Quelque temps après le siège de Toulon, Bonaparte vint à Paris, où il trouva le moyen de se faire attacher dans le bureau des plans au Comité de salut public. Ses talents lui acquirent l’estime de tous ceux qui pouvaient les apprécier. Son caractère, la profondeur et la hardiesse de ses vues lui aliénèrent tous les gens médiocres ; ce fut à tel point qu’après le 9 thermidor, le colonel Aubry, dirigeant la partie militaire au Comité de salut public, le raya du tableau, comme incapable. Il ne fut rétabli que sur les instances de Clarke, de Carnot et de Le Doulcet de Pontécoulant.

Pendant les derniers temps du Comité de salut public et le commencement du Directoire, on ne voit figurer Bonaparte qu’à la journée du 13 vendémiaire, où, avec douze cents hommes, il repoussa l’agression des sections de Paris contre le gouvernement. Barras lui avait fait confier ce commandement, dont il s’acquitta avec une rare habileté. Ce succès le fit connaître du public et prépara les esprits à apprendre, avec moins d’étonnement, sa nomination au commandement en chef de l’armée d’Italie.

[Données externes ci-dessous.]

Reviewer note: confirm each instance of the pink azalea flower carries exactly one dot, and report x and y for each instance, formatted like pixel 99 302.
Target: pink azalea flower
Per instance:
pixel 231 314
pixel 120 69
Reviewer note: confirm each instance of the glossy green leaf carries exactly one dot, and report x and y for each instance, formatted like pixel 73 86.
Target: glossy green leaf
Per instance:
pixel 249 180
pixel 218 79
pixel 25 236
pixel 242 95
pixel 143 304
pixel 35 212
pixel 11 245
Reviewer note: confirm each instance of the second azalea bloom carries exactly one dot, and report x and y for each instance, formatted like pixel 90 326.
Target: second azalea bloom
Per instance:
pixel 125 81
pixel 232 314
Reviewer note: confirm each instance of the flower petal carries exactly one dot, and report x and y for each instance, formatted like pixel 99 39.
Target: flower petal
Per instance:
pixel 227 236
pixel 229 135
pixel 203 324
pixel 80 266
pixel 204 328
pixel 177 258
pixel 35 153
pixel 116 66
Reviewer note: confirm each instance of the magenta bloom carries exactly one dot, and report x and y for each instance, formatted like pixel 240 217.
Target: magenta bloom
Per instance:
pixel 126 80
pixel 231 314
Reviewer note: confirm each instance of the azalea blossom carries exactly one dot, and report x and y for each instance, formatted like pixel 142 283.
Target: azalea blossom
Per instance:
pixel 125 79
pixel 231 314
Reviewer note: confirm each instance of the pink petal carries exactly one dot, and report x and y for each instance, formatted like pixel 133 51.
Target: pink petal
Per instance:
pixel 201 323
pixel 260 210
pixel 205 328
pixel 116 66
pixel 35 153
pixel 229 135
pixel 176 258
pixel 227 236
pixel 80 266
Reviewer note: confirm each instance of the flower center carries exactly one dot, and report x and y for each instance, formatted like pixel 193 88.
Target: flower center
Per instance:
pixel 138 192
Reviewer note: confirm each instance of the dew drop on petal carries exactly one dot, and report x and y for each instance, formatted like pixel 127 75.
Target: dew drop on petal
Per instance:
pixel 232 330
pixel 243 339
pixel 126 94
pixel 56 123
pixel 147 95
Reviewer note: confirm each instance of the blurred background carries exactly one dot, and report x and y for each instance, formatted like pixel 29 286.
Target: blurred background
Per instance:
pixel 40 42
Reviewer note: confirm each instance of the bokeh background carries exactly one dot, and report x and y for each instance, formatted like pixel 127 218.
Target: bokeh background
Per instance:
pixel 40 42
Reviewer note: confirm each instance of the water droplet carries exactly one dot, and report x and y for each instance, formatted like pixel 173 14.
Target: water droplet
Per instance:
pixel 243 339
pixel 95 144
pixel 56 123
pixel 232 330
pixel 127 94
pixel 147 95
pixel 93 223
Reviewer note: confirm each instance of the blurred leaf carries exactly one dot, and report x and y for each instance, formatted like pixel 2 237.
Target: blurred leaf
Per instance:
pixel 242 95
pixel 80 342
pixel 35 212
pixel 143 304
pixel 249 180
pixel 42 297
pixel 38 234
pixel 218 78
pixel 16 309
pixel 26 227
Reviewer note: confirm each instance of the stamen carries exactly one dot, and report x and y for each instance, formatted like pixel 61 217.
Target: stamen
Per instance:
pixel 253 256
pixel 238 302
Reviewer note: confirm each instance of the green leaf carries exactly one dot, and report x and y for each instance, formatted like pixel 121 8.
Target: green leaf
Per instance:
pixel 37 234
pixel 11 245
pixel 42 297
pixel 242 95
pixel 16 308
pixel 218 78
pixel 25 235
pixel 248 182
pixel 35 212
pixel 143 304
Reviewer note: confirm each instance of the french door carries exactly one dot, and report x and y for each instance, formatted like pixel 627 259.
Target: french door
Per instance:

Lorsqu’il arriva à l’armée d’Italie, aucun des généraux ne le connaissait, et Masséna m’a raconté qu’à la première visite qu’ils lui firent, ils en prirent d’abord une mince idée. Sa petite taille, sa figure chétive ne les prévinrent pas en sa faveur. Le portrait de sa femme qu’il tenait à la main et qu’il fit voir à tous, son extrême jeunesse par-dessus tout, leur persuadèrent que cette nomination était encore l’œuvre de l’intrigue ; « mais un moment après, il se coiffa de son chapeau de général et parut se grandir de deux pieds, ajoutait Masséna. Il nous questionna sur la position de nos divisions, leur matériel, l’esprit et l’effectif de chaque corps, nous traça la direction que nous devions suivre, annonça que, le lendemain, il inspecterait tous les corps et que, le surlendemain, ils marcheraient sur l’ennemi pour lui livrer bataille ». Il leur parla avec tant de dignité, tant de précision, tant de talent, qu’ils se retirèrent convaincus qu’ils avaient enfin un vrai capitaine.


*
* *

Jusqu’ici, nous n’avons extrait de la jeunesse de Bonaparte que quelques faits qui annoncent un grand caractère, de l’ambition et des facultés peu communes. Tout en lui fait présager le plus brillant avenir. Il ne lui manquait que des circonstances propres à développer son génie. Ces circonstances lui sont offertes à l’âge de vingt-quatre ans.

Dès ce moment, Bonaparte va occuper la première place sur la grande scène du monde et attirer tous les regards. Il va devenir l’arbitre des nations, et tous ses actes seront du domaine de l’histoire.

Assez d’autres décriront ses campagnes et jugeront sa politique et son gouvernement. Pour moi, qui l’ai surtout observé dans son intérieur, je vais rentrer dans sa vie privée et, en le dépouillant de tout l’éclat de sa grandeur et du prestige de ses victoires, me borner à faire connaître ses goûts, son caractère, ses principes, ses affections, ses jugements sur les hommes et sur les choses.